Generally, relatively little is known about bacteriocin production in plant-pathogenic bacteria, despite the fact that these compounds in principle may play crucial roles in the ecological niches where infections take place and despite the fact that bacteriocins targeting plant pathogens could find important applications. The causal agent of bacterial wilt and canker on tomato, the actinomycete Clavibacter michiganensis subsp. michiganensis, has long been known to produce substances that inhibit the growth of close relatives (19, 35). Early studies revealed that at least some of these compounds have characteristics that are typical of small proteinaceous molecules (15, 19).
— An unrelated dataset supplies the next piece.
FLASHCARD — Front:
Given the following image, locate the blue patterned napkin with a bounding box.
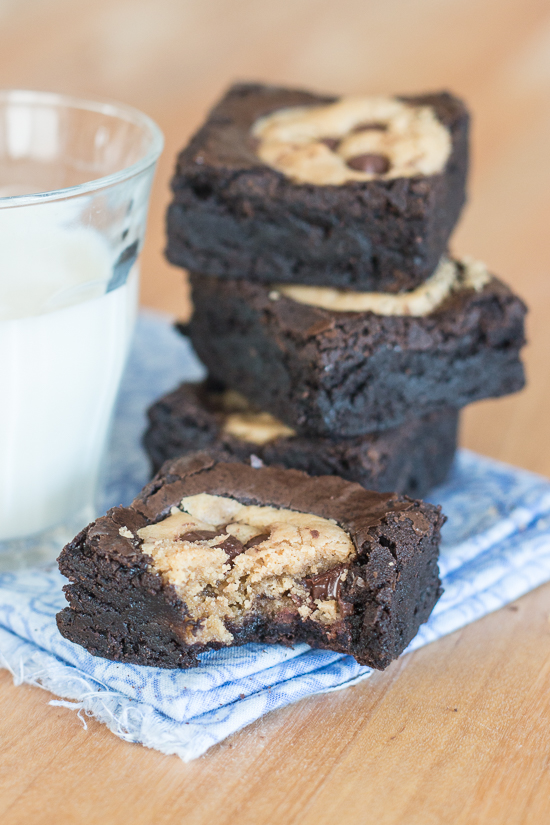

One of the species inhibited by C. michiganensis subsp. michiganensis is Clavibacter michiganensis subsp. sepedonicus, which has status as an international quarantine organism and which is responsible for ring rot of potatoes, a devastating disease causing economic losses in North America, Asia, and Europe. In the European Union alone, ring rot outbreaks are currently estimated to cost
15 million per year, due to eradication campaigns, increased research and development costs, and compensation to growers (54).
In the present study, we describe the purification and characterization of a peptide bacteriocin from C. michiganensis subsp. michiganensis with activity toward C. michiganensis subsp. sepedonicus. This peptide, called michiganin A, proved to be a type B lantibiotic, the structure of which could be modeled on the basis of the results of peptide sequencing and genetic analysis and by comparison with a related lantibiotic, actagardine, from the filamentous actinomycete Actinoplanes liguriae (63). Cloning and sequencing of the gene also revealed the sequence of the (atypical) prepeptide of michiganin A.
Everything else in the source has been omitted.